Comment 0 for bug 1887607

Revision history for this message
Matthew Ruffell (mruffell) wrote : Cutting and Pasting files from NFS sec=sys to NFS sec=krb5p causes NFS to hang

BugLink: https://bugs.launchpad.net/bugs/

[Impact]

If you have a desktop system, with two NFS mounts:
- One that uses the baseline IP based security, aka sec=sys,
- and the other that uses Kerberos sec=krb5p based security,

If you try and cut a file from the normal NFS mount, and paste it to a directory on the kerberos krb5p mount (using Nautilus), the NFS subsystem will lock up, Nautilus will hang, and the file won't be moved.

The problem only reproduces if you cut and paste. Copying and pasting does not trigger any problems. Using mv in terminal doesn't reproduce either, you need to use Nautilus.

The issue was introduced into 4.15.0-60-generic, by the commit:

commit 594d1644cd59447f4fceb592448d5cd09eb09b5e
Author: Chris Perl <email address hidden>
Date: Mon Dec 17 10:56:38 2018 -0500
Subject: NFS: nfs_compare_mount_options always compare auth flavors.
Link: https://github.com/torvalds/linux/commit/594d1644cd59447f4fceb592448d5cd09eb09b5e

It was backported to 4.15.0-60-generic from upstream -stable, and landed in 4.4.175, 4.14.99 and 4.19.21. The commit itself does not actually cause the problem, it simply removes a check for NFS server security settings, which simply reveals a broken codepath which the testcase triggers.

Xenial 4.4.0-185-generic is not affected, only Bionic 4.15.0-60-generic onward.

[Fix]

The fix landed in 5.1-rc1, in the following commit:

commit 02ef04e432babf8fc703104212314e54112ecd2d
Author: Chuck Lever <email address hidden>
Date: Mon Feb 11 11:25:25 2019 -0500
Subject: NFS: Account for XDR pad of buf->pages
Link: https://github.com/torvalds/linux/commit/02ef04e432babf8fc703104212314e54112ecd2d

The above commit more or less relies on the below commit as a dependency, and is included in the SRU:

commit cf500bac8fd48b57f38ece890235923d4ed5ee91
Author: Chuck Lever <email address hidden>
Date: Mon Feb 11 11:25:20 2019 -0500
Subject: SUNRPC: Introduce rpc_prepare_reply_pages()
Link: https://github.com/torvalds/linux/commit/cf500bac8fd48b57f38ece890235923d4ed5ee91

It appears that some NFS calls return a NFS payload which is not a multiple of 4 bytes, but any payload sent over the network needs to be padded to an exact multiple of 4 bytes.

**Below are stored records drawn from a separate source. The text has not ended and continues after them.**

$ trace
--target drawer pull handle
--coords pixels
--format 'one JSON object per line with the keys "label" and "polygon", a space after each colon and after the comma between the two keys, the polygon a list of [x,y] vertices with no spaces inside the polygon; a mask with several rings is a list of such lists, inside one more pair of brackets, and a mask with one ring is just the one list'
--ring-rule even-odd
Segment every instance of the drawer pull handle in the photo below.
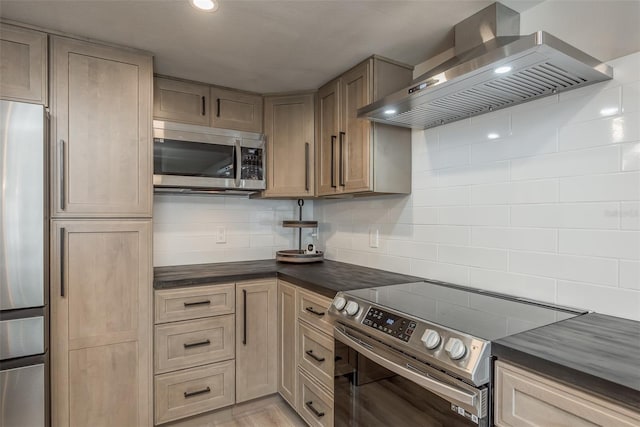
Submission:
{"label": "drawer pull handle", "polygon": [[193,396],[197,396],[199,394],[205,394],[205,393],[211,393],[211,388],[207,387],[207,388],[203,388],[202,390],[196,390],[196,391],[185,391],[184,392],[184,398],[189,398],[189,397],[193,397]]}
{"label": "drawer pull handle", "polygon": [[309,408],[311,410],[311,412],[313,412],[316,417],[318,417],[318,418],[324,417],[324,412],[320,412],[316,408],[313,407],[313,401],[310,400],[308,402],[305,402],[304,405],[307,408]]}
{"label": "drawer pull handle", "polygon": [[307,308],[305,308],[305,310],[307,310],[309,313],[315,314],[315,315],[316,315],[316,316],[318,316],[318,317],[322,317],[322,316],[324,316],[324,313],[323,313],[323,312],[321,312],[321,311],[315,311],[315,310],[313,309],[313,307],[307,307]]}
{"label": "drawer pull handle", "polygon": [[194,302],[185,302],[184,303],[185,307],[193,307],[194,305],[211,305],[211,301],[206,300],[206,301],[194,301]]}
{"label": "drawer pull handle", "polygon": [[316,356],[315,354],[313,354],[313,350],[307,350],[305,351],[305,353],[307,353],[309,357],[313,358],[316,362],[324,362],[324,357]]}
{"label": "drawer pull handle", "polygon": [[184,343],[182,345],[184,346],[184,348],[191,348],[191,347],[200,347],[200,346],[209,345],[209,344],[211,344],[211,341],[205,340],[205,341]]}

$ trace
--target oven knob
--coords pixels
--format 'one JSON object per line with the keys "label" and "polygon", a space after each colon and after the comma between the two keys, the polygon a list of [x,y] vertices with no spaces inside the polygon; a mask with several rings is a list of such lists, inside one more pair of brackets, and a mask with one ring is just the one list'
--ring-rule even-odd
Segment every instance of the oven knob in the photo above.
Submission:
{"label": "oven knob", "polygon": [[347,306],[345,307],[345,310],[347,310],[347,314],[349,316],[353,316],[358,312],[358,309],[360,308],[360,306],[358,305],[357,302],[355,301],[349,301],[347,303]]}
{"label": "oven knob", "polygon": [[462,357],[467,353],[467,347],[465,347],[464,343],[458,338],[449,338],[444,349],[449,353],[449,357],[453,360],[462,359]]}
{"label": "oven knob", "polygon": [[347,305],[347,300],[344,299],[344,297],[336,297],[336,299],[333,300],[333,306],[338,311],[342,310],[345,305]]}
{"label": "oven knob", "polygon": [[422,338],[420,340],[424,343],[425,347],[429,350],[433,350],[440,345],[440,334],[433,329],[427,329],[424,331],[424,334],[422,334]]}

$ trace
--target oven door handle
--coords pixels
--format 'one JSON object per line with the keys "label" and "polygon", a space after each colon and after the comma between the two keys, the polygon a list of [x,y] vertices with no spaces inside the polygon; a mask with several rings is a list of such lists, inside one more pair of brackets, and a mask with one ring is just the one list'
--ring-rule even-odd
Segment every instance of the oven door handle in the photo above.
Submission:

It seems cutting and pasting from Nautilus triggers one such payload which is missing a byte, and it causes the NFS subsystem to hang during packet transmission. The fix ensures that all payloads use correct padding.

[Testcase]

You will need four machines. The first, is a kerberos KDC. Set up Kerberos correctly and create new service principals for the NFS server and for the client.

The second machine will be a NFS server with the krb5p share. Add the nfs server kerberos keys to the system's keytab, and set up a NFS server that exports a directory with sec=krb5p.

The third machine is a regular NFS server. Export a directory with normal sec=sys security.

The fourth is a desktop machine. Add the client kerberos keys to the system's keytab. Mount both NFS shares, and generate some files full of random data. I found 20MB from /dev/random works great.

Open each NFS share up in tabs in Nautilus. Copy the random data files to the sec=sys NFS share. When they are done, one at a time cut and then paste the file into the sec=krb5p NFS share. The bug will trigger either on the first, or subsequent tries, but less than 10 tries are needed usually.

There is a test kernel available in the following PPA:
https://launchpad.net/~mruffell/+archive/ubuntu/sf285439-test

If you install the test kernel, files will cut and paste correctly, and NFS will work as expected.

[Regression Potential]

If a regression were to occur, it would impact users of the NFS subsystem, since the changes modify how padding is applied to all NFS packets, and a regression would affect all versions of NFS.

If a regression were to occur, users would need to downgrade their kernel while awaiting a fix.